El eco de las últimas suaves notas se apagó. Jaime sentía un nudo en su garganta y los ojos llenos de lágrimas.

Un torrente de sentimientos e imágenes arrastraba sus pensamientos. ¡Corba! ¡Querida Corba! La dulce, la seductora. El podría buscar sucedáneos, pero no podría encontrar sustituta. Sus ojos verdes… de bruja, algunos decían. Su pelo negro brillante… como ala de cuervo que su nombre insinuaba.

Corba, el trovador.

Corba, la dama.

Corba, la mujer.

Corba, la bruja.

– Mi señor -dijo Huggonet al cabo de unos momentos-, ¿me dais recado para la dama?

Jaime no respondió hasta pasado un rato.

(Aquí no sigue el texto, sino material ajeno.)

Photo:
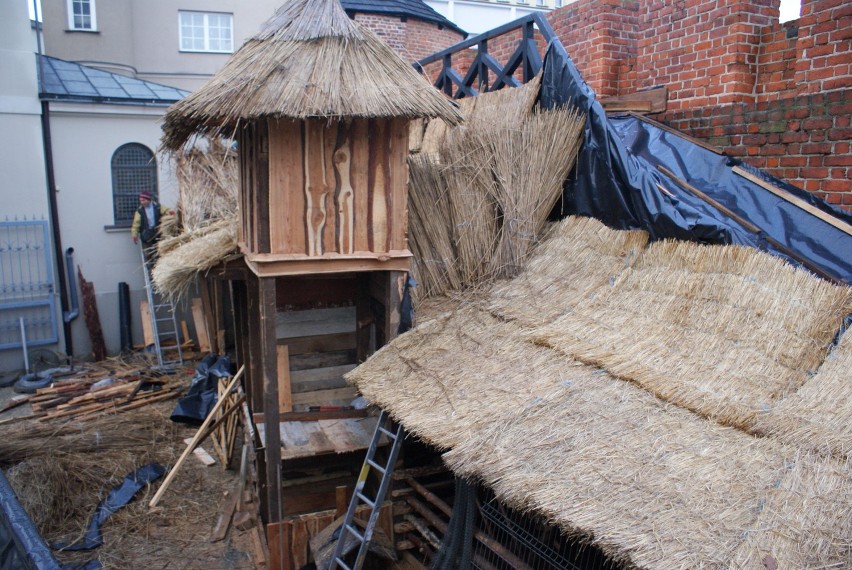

Y luego recitó:

Pedro vendrá a Tolosa

y deshará los entuertos

y hará suyo para siempre

lo que suyo es.

Huggonet inició una sonrisa, movió sus labios memorizando las palabras e hizo una reverencia despidiéndose:

– Con vuestra venia, señor, corro a Tolosa a dar vuestro mensaje a la dama.

Al salir Huggonet, Jaime supo que jamás podría volverse atrás de lo dicho. La suerte de Occitania estaba echada.

Y también la suya.

58

La San Diego Freeway estaba poco transitada a aquellas horas de la madrugada, y Jaime conducía lentamente, tratando de establecer orden entre pensamientos y sentimientos.